Mansfield himself says he often means “to offend” and his battle is not against women, or blacks, or even Communists, but against the political correctness of the University that he has called home for much of his life.

“Political correctness exists in the assumption that most people are of the left,” he says. “When I saw this in operation at Harvard, I started talking at Faculty meetings.
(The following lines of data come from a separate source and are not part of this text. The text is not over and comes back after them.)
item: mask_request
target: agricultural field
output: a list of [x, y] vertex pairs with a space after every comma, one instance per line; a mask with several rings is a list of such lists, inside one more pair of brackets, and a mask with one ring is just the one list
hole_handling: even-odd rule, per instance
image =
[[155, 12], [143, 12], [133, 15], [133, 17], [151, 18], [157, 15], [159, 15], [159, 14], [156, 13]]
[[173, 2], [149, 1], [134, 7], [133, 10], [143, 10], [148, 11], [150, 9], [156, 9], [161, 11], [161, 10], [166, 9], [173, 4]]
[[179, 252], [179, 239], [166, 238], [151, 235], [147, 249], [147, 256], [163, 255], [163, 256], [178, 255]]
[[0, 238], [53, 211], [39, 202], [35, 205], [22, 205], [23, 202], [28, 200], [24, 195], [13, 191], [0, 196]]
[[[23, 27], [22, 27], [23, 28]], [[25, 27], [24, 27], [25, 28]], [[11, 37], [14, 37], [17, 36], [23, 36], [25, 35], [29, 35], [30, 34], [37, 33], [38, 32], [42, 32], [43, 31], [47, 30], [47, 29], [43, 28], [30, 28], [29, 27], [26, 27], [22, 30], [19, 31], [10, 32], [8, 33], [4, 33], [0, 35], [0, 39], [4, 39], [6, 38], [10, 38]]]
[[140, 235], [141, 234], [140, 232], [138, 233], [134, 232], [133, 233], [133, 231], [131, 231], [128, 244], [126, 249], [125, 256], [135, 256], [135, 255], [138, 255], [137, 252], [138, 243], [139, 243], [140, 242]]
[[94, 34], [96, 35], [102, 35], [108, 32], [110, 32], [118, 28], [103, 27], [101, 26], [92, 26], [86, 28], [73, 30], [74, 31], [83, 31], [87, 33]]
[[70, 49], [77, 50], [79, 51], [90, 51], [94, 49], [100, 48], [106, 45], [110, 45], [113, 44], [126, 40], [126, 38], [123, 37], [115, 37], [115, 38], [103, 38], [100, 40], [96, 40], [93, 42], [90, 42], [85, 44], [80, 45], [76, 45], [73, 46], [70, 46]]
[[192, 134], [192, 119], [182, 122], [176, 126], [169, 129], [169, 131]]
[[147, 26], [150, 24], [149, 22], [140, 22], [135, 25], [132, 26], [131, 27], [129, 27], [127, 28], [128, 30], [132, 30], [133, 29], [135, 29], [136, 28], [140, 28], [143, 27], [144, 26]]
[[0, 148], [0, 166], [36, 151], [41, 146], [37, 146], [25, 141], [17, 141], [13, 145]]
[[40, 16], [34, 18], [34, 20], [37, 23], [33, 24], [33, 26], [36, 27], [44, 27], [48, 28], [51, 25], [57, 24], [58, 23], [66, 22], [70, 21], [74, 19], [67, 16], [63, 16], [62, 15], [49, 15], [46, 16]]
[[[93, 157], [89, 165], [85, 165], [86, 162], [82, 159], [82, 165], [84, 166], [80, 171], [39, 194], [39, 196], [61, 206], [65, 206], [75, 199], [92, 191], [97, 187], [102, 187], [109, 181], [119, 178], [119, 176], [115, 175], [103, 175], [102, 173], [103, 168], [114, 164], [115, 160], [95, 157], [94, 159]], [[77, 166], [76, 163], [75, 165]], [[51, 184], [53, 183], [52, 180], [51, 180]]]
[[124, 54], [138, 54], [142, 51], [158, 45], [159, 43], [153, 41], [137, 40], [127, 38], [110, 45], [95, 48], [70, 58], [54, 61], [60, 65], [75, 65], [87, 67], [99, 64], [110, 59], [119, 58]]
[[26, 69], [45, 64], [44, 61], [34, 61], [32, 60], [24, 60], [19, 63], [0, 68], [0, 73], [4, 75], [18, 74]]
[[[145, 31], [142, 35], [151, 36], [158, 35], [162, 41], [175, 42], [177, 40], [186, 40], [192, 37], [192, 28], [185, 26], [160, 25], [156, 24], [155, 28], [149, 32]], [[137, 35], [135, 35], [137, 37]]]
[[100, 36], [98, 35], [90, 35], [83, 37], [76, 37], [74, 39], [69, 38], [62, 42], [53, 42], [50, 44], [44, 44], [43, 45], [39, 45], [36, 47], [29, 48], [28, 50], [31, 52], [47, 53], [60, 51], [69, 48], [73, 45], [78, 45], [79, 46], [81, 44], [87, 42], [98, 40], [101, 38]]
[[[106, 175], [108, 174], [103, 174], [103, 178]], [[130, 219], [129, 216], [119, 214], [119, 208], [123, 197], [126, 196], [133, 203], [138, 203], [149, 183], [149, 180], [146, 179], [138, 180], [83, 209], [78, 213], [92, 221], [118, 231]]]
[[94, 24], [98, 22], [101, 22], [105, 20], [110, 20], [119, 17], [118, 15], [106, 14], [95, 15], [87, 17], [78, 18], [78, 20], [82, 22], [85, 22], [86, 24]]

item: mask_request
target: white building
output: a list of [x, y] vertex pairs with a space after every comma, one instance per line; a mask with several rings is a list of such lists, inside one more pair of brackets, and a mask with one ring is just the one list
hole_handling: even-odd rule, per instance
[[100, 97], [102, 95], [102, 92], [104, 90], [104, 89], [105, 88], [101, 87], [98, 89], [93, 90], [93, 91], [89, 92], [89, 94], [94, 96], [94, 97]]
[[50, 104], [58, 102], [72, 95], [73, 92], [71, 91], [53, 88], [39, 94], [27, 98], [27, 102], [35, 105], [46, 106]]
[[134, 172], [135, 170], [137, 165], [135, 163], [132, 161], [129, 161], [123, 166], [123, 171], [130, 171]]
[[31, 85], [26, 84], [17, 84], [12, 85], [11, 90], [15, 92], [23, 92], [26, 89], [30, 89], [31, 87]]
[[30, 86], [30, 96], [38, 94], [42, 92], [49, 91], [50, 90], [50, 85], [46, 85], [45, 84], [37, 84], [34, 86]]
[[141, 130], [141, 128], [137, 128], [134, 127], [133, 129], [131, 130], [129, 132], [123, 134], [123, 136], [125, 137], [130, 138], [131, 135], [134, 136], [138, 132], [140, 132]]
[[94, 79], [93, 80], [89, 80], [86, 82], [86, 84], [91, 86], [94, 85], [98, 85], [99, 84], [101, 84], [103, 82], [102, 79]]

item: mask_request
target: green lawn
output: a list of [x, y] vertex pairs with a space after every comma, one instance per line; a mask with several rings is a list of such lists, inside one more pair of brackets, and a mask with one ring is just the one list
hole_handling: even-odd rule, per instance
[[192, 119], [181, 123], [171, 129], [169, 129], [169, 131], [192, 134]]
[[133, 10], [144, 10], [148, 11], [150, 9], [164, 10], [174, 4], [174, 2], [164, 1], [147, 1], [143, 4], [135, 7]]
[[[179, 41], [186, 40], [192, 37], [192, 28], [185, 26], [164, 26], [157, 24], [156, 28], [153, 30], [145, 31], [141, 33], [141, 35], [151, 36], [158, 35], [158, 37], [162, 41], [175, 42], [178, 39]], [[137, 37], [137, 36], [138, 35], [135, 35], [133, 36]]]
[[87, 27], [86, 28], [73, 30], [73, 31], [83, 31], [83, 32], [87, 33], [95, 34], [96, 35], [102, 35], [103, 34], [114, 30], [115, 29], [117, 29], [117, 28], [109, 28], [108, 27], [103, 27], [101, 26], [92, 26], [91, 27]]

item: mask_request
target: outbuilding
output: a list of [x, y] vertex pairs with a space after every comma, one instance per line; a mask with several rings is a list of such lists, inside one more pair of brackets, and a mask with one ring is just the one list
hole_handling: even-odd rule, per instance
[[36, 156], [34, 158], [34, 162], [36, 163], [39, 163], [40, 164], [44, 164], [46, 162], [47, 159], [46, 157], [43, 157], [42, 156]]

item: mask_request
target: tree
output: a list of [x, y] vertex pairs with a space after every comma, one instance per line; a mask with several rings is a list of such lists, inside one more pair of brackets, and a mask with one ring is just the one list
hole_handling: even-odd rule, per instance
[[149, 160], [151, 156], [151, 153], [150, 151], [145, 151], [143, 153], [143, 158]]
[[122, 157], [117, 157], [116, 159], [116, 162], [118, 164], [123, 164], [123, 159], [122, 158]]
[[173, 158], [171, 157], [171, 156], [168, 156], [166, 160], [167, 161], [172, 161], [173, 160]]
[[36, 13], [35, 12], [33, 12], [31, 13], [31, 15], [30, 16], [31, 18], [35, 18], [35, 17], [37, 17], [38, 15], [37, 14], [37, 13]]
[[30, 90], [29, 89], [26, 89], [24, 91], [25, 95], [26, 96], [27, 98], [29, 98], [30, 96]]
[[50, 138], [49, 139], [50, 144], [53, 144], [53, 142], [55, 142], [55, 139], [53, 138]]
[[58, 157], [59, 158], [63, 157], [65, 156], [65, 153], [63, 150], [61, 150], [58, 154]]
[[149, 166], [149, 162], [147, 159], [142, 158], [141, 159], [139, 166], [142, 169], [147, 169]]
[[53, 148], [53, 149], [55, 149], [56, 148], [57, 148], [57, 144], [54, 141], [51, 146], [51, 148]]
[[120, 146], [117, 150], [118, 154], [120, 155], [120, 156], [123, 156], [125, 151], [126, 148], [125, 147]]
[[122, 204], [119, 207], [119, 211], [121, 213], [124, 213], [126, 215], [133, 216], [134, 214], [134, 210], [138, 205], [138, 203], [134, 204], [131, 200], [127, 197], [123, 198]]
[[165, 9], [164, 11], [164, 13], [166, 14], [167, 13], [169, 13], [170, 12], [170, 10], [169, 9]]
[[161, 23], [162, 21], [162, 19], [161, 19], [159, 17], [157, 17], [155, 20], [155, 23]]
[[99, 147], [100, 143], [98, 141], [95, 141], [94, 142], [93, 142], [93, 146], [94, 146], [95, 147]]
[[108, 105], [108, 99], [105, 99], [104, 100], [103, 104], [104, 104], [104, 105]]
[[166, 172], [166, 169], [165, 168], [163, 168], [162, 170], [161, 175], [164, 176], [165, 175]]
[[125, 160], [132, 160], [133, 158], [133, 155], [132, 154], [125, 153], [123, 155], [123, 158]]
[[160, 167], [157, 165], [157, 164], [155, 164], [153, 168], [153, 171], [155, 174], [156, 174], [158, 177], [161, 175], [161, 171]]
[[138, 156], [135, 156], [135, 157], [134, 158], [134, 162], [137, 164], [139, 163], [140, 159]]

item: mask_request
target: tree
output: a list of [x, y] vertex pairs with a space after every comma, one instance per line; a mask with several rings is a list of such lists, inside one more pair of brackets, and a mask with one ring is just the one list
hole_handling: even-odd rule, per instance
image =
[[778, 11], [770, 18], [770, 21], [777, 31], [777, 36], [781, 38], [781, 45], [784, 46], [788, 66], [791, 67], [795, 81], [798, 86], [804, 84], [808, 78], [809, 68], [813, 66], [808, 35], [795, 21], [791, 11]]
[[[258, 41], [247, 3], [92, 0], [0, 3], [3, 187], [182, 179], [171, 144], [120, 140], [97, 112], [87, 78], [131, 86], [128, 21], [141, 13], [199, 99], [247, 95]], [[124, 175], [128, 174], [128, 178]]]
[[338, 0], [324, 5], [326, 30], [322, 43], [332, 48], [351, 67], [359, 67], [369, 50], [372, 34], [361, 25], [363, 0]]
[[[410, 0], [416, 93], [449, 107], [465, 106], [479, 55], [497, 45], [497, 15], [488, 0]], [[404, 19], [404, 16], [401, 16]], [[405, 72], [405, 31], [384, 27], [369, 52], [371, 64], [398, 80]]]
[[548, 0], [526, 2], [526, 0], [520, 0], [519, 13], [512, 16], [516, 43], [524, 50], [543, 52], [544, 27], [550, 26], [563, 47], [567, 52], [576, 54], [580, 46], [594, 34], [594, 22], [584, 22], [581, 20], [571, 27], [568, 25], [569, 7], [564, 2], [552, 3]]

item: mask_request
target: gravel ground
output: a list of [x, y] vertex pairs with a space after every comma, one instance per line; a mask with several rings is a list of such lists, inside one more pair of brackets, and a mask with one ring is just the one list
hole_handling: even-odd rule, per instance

I just couldn’t stand there and listen to people assume that everybody was liberal.”

The C is for Comfortable

Mansfield’s strong conservative rhetoric has often made him the outsider in the Faculty—and even solidified Faculty opposition against him at times.

“What he does is establish such a strong position on the right that he consolidates the people on the right more than they ordinarily would be,” Verba says.

But while it may seem that Mansfield’s views have made him a pariah on campus, the unconventional conservative professor has found a home in Harvard.

Sitting in his small office on the second floor of the Littauer building, Mansfield looks out his window at the gray sky, his head resting on the back of his left hand.

Mansfield has resided in this office for 30 years, since he was named chair of the government department in 1973. The walls are decorated with pictures of Machiavelli and John Locke, as well as two framed certificates, signed by George Bush and Ronald Reagan.

Above his computer hangs a black and white photograph of Leo Strauss, a professor of political philosophy whose desire to revive traditional approaches to the field spawned an influential movement in conservative politics.

Mansfield, a devoted “Straussian,” has devoted much of his life to the defense of traditional political theory.

When Mansfield speaks, it is hard to believe that he is the controversial professor whose unapologetically abrasive statements have made headlines across the country.

He speaks with a deep, soft voice.

Colleagues have noted Mansfield’s firm dedication to his students.

He recently attended one of his advisee’s ballet performances and tries to see every Harvard football game.

“There is a disjunction between his public political position and how he interacts with his students,” Verba says. “Whatever his views are about gender or race, he has been a mentor to many women.”

And it seems that, despite the politics and the disagreements, Mansfield has earned the respect of many of his colleagues.

Professor of Government Michael J. Sandel, who plays squash with Mansfield twice a week and has co-taught courses with Mansfield in the past, speaks of his colleague—and his colleague’s “fierce” yet “gentlemanly” demeanor on the squash court—with admiration and care.

“Harvey Mansfield is a Harvard treasure, a one-man antidote to liberal complacency,” Sandel says. “I disagree with almost all of his political views, but his presence enlivens the government department, and Harvard, immeasurably.”

“He is exactly where he belongs,” Verba says. “On the Harvard Faculty.”